The repo still has empty react-native/kotlin projects that were supposed to exist.
It doesn't actually have Metal/Vulkan/NNAPI support, just, an enum for it. (search the repo, I'm serious)
Then another 100 things, not worth listing them out. Except one more I guess, there's ~0 chance of 200 ms TTFT locally, even if they had what they claimed. (modulo stilted scenarios like, only 5 token prompt on desktop-class GPU with 3B model)
Surprised to see it at #2 on the front page.
If you're a developer looking to do local LLMs in Flutter, might as well plug my 2-3 year old project that's still humming, https://github.com/Telosnex/fllama.
It's built on top of llama.cpp and is, well, actually real. And works on every platform, Android, iOS, macOS, Windows, Linux. Web uses MLC, because llama.cpp in WASM is way too slow, WebGPU is slower (it's early). MLC is ~dead, so that's not good, but...whatever. No better option on web currently.
(cheers to you, noble Icarus. I don't mean to make you feel bad, but, you're not going to Claude Code your way to what you want in 2 weeks. I wish. You basically are claiming to have built faster versions of llama.cpp, and ONNX, on every platform with custom accelerators, from scratch, and built innumerable features on top, by yourself, with just Claude Code, in 2 weeks.)
To be completely transparent: I’ve over-indexed on the vision and the architecture in this repo rather than the functional implementation. The current state of the code is effectively a "spec-in-code" and a skeleton of the architecture I am building toward, rather than the production-ready engine my post implied.
The "LLM-generated-slop" comment hits home because I have been using AI tools heavily to scaffold the cross-platform boilerplate (the enums, the FFI bridges, and the project structures). In my excitement to show the "unified pipeline" vision, I pushed a version that is essentially a hollow shell of stubs.
Specifics on your points:
Empty projects: Correct. These are placeholders in the current monorepo structure.
Hardware Enums: You caught the stub. I am currently working on the actual Metal/Vulkan integration layers in a private branch, but I mistakenly pushed the "public skeleton" as if it were the finished core.

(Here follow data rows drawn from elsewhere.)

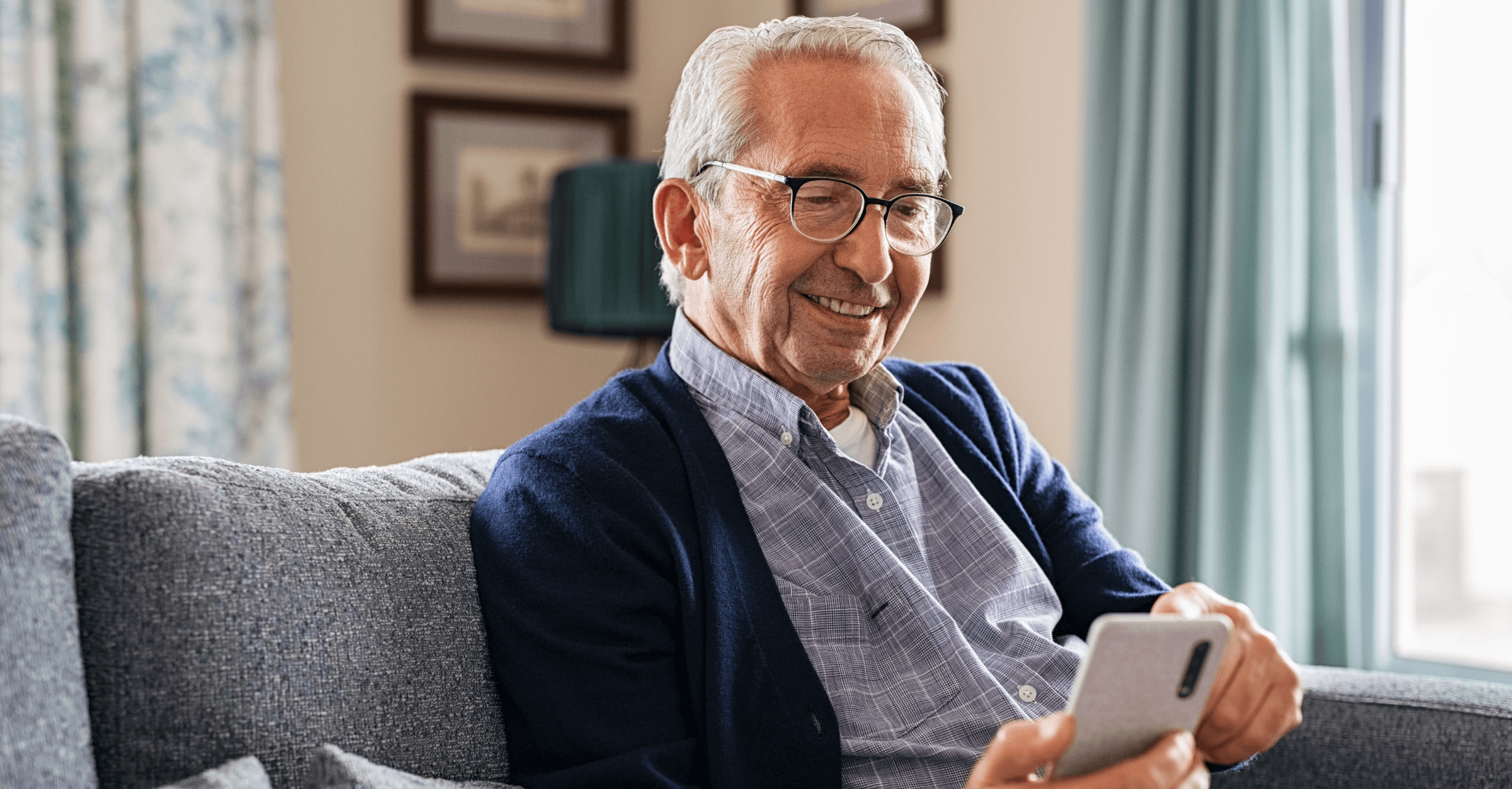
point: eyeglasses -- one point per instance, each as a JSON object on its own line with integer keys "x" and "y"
{"x": 829, "y": 209}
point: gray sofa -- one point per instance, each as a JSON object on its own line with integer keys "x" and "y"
{"x": 165, "y": 616}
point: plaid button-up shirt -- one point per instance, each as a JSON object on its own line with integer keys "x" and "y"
{"x": 926, "y": 618}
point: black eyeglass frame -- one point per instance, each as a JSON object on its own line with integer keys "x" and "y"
{"x": 867, "y": 200}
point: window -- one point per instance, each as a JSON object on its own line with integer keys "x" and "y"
{"x": 1453, "y": 418}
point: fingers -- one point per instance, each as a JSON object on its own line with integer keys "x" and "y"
{"x": 1257, "y": 692}
{"x": 1174, "y": 762}
{"x": 1260, "y": 703}
{"x": 1020, "y": 749}
{"x": 1280, "y": 712}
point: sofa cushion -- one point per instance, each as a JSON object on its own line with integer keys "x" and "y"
{"x": 231, "y": 610}
{"x": 45, "y": 721}
{"x": 333, "y": 768}
{"x": 245, "y": 773}
{"x": 1387, "y": 732}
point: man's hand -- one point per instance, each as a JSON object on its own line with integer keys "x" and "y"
{"x": 1021, "y": 747}
{"x": 1257, "y": 696}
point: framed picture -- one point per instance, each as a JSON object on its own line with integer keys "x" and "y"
{"x": 579, "y": 34}
{"x": 922, "y": 20}
{"x": 480, "y": 180}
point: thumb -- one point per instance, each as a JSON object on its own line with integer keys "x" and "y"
{"x": 1020, "y": 749}
{"x": 1179, "y": 602}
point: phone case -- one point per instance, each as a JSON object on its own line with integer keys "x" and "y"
{"x": 1137, "y": 682}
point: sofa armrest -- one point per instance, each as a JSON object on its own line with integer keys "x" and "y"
{"x": 45, "y": 717}
{"x": 1381, "y": 731}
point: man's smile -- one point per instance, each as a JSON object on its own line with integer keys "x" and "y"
{"x": 842, "y": 308}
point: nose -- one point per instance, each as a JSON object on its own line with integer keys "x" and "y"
{"x": 866, "y": 251}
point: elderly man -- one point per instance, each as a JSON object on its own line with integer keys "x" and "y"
{"x": 776, "y": 560}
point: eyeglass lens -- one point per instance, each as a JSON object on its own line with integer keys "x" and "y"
{"x": 824, "y": 210}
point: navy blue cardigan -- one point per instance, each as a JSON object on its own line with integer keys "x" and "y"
{"x": 637, "y": 632}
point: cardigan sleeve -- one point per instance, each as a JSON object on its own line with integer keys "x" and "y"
{"x": 581, "y": 603}
{"x": 1031, "y": 492}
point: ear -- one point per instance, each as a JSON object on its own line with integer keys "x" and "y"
{"x": 677, "y": 209}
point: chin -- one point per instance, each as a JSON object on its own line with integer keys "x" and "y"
{"x": 837, "y": 368}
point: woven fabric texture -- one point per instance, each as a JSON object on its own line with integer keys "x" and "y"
{"x": 245, "y": 773}
{"x": 45, "y": 721}
{"x": 1389, "y": 732}
{"x": 231, "y": 610}
{"x": 333, "y": 768}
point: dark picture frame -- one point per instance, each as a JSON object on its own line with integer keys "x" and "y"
{"x": 594, "y": 38}
{"x": 480, "y": 179}
{"x": 922, "y": 20}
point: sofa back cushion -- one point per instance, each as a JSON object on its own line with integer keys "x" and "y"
{"x": 231, "y": 610}
{"x": 45, "y": 723}
{"x": 1389, "y": 732}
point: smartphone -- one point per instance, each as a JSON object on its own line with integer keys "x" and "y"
{"x": 1145, "y": 675}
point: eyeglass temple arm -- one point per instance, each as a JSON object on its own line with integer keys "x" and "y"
{"x": 749, "y": 171}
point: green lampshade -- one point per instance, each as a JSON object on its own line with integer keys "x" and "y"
{"x": 602, "y": 256}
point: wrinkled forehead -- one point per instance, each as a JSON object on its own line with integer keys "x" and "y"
{"x": 841, "y": 111}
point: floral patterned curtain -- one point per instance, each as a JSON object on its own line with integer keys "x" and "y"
{"x": 142, "y": 274}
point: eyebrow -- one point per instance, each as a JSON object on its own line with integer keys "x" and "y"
{"x": 909, "y": 184}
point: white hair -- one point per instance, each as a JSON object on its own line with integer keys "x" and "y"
{"x": 713, "y": 123}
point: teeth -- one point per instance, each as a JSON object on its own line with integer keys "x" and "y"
{"x": 844, "y": 308}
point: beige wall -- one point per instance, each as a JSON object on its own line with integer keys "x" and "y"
{"x": 381, "y": 378}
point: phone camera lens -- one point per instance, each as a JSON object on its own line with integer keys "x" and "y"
{"x": 1189, "y": 679}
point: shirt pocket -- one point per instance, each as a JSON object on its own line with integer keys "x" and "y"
{"x": 883, "y": 671}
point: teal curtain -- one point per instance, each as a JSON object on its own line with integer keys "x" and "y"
{"x": 142, "y": 275}
{"x": 1222, "y": 393}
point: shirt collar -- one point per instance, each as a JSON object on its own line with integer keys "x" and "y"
{"x": 724, "y": 383}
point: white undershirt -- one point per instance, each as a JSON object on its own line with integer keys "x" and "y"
{"x": 856, "y": 439}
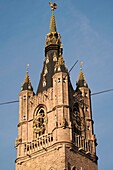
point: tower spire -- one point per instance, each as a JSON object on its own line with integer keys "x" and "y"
{"x": 27, "y": 83}
{"x": 52, "y": 20}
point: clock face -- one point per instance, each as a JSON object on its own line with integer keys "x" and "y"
{"x": 78, "y": 121}
{"x": 40, "y": 121}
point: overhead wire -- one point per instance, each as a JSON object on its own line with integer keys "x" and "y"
{"x": 93, "y": 94}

200ms TTFT: This is our internal target based on local benchmarks with raw llama.cpp implementations, but as you noted, it is currently "undefined" in the public Flutter wrapper because the bridge isn't actually moving tokens yet.
I genuinely appreciate the reality check. Building a "faster version of llama.cpp" is not my goal, my goal is the orchestration layer, but I clearly tried to "Claude Code" my way through the infrastructure too fast.

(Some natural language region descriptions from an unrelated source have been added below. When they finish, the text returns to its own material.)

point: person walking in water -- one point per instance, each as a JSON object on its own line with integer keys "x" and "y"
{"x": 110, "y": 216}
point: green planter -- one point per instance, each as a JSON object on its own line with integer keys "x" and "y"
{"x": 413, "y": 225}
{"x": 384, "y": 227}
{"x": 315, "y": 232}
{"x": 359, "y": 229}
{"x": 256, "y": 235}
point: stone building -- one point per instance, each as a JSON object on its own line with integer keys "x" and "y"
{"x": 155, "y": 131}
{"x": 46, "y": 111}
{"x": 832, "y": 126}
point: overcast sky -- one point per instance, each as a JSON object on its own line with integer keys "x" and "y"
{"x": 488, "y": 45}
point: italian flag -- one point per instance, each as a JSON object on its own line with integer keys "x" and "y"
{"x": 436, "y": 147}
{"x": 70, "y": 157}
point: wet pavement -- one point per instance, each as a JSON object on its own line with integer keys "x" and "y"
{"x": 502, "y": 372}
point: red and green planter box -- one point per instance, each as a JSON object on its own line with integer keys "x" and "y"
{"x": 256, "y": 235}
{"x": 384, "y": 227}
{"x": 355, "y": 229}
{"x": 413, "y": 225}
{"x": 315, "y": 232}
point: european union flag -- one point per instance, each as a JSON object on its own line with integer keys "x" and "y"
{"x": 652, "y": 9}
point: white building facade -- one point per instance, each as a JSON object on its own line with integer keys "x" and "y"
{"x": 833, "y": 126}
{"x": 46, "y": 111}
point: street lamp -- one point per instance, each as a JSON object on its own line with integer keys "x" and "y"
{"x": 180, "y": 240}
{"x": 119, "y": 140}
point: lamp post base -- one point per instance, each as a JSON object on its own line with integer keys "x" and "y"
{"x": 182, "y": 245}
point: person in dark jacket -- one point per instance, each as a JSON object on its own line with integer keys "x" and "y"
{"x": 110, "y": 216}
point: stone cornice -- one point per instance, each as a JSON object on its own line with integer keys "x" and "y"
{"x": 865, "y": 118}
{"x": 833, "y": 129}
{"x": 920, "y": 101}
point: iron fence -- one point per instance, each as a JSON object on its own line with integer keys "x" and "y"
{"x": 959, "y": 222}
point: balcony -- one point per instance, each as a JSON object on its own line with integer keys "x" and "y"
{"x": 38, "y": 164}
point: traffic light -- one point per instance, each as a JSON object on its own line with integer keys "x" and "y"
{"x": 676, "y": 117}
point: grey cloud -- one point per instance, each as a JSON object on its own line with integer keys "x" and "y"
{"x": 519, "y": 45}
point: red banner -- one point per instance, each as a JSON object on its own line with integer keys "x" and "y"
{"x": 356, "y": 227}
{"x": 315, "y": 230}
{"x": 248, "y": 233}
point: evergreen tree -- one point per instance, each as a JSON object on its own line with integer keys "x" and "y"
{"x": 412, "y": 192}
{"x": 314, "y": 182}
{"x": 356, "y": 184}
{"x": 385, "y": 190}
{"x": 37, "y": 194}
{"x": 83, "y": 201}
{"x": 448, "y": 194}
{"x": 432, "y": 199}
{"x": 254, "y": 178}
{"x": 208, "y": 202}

I’m going to take this feedback, go back to the shed, and focus on the actual C++ implementation before I post another update. Also, big respect to Telosnex/fllama your are the benchmark for a reason, and I clearly have a lot of work to do to reach that level of "real."
Thanks for keeping the community honest.
rish2497•1h ago
Most startups are just wrapping OpenAI/Claude/gemini APIs. This works for prototypes, but for production apps, the 1000ms+ roundtrip latency kills the UX, and the inference bills kill the margins.
I built EdgeVeda to be the "Switzerland of Edge AI." It’s a unified C++ engine that handles the hardware-specific "plumbing" (Metal for iOS, Vulkan/NNAPI for Android) so you can run LLMs, Whisper, and TTS locally in one line of code.
Key Technical Feats:
Sub-200ms Time-to-First-Token: Achieved by bypassing the standard Android JNI bottleneck and using a direct memory-mapped buffer.
The Memory Watchdog: Mobile OSs love to kill apps that use >1GB RAM. I implemented a custom allocator that swaps model layers to disk when the system is under pressure.
Unified Pipeline: Orchestrates STT -> LLM -> TTS entirely on-device.
I’m looking for feedback on:
My implementation of the Dart FFI bridge (any performance leaks I missed?).
Support for 2024-era NPUs on non-flagship Android devices.
I'll be here all day to answer technical questions.